Al-Qaeda leader in Libya detained in Turkey: Report
US Ambassador in Libya, Christopher Stevens, was killed in a deadly attack on the US consulate in Benghazi on Sept. 11, 2012.
Abd al-Baset Azzouz, the reported leader of al-Qaeda in Libya, was detained last month in northwestern Turkey after he entered the country with a fake passport, Turkish daily Milliyet reported on Dec. 4.
Azzouz was reportedly detained Nov. 13 in Yalova by Turkish police, after work between Turkey’s intelligence service and the CIA. The suspected was subsequently deported to Jordan on Nov. 24, according to the report, before being transferred to the United States on suspicion of his involvement in a deadly attack on Washington’s consulate in Benghazi on Sept. 11, 2012, in which U.S. Envoy to Libya Chris Stevens was killed.
Azzouz, 48, was named as an “al-Qaeda operative and trainer skilled in bomb-making” by the U.S. State Department and listed on the U.S. list of 10 most dangerous global terrorists.
The father of four came to Britain from Libya in 1994 and was arrested in a raid at his home in Manchester in May 2006. He was detained for 9.5 months before being released on bail, after which he traveled to Libya.
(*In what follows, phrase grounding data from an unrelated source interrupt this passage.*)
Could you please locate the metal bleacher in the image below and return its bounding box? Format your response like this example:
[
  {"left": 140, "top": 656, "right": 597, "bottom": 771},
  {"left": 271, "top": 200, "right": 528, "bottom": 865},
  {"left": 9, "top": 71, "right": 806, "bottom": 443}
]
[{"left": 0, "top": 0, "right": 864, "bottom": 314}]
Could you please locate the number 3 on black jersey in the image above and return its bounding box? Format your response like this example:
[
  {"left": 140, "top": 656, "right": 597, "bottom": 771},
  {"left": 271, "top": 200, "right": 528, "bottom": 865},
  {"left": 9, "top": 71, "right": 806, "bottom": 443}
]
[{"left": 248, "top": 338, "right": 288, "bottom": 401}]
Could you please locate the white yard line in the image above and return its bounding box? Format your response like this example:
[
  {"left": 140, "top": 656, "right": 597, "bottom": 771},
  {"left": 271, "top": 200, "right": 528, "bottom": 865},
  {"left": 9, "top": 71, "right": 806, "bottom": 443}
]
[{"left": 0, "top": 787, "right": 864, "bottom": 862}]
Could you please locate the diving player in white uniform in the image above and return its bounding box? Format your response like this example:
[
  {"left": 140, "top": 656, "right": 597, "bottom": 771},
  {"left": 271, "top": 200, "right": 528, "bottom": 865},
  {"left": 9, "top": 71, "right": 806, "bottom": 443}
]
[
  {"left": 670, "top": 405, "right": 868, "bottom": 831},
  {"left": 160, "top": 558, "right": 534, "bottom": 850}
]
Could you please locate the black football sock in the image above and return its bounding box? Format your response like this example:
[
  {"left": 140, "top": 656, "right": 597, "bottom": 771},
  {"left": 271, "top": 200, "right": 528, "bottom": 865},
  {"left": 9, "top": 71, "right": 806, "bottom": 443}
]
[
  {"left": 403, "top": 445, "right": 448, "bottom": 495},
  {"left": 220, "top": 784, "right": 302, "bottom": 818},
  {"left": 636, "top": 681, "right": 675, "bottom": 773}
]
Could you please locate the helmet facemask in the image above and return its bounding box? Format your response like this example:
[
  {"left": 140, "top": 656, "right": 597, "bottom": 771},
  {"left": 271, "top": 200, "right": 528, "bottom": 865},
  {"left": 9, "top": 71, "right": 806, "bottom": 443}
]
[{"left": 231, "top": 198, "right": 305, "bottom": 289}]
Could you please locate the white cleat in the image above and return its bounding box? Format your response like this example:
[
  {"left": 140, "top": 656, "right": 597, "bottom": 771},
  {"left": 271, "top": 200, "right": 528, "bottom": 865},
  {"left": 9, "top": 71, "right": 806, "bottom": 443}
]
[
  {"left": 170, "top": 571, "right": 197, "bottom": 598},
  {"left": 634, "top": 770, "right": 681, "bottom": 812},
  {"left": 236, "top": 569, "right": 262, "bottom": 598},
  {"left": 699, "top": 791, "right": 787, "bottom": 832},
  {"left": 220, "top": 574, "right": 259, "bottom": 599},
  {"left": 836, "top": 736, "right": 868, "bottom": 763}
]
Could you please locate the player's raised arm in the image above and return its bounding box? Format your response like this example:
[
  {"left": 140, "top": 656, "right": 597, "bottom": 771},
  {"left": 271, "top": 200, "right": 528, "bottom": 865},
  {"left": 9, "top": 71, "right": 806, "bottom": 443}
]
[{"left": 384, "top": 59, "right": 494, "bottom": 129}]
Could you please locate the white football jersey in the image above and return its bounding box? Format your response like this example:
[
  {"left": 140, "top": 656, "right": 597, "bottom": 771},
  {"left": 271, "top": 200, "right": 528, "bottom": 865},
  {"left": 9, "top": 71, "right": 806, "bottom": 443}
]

After the death of al-Qaeda leader Osama Bin Laden in May 2011, Azzouz met his successor, Ayman al-Zawahiri, and was appointed as the chief operator of the organization in Libya.
Before the Nov. 13 raid in Turkey, Turkish police discovered that Azzouz entered Turkey with a fake passport bearing the name of Libyan citizen Awad Abdalla S. Ahmida. Azzouz was detained while leaving his house in Yalova, where his two laptop computers were also confiscated by Turkish police.
He is expected to be put on trial in the U.S.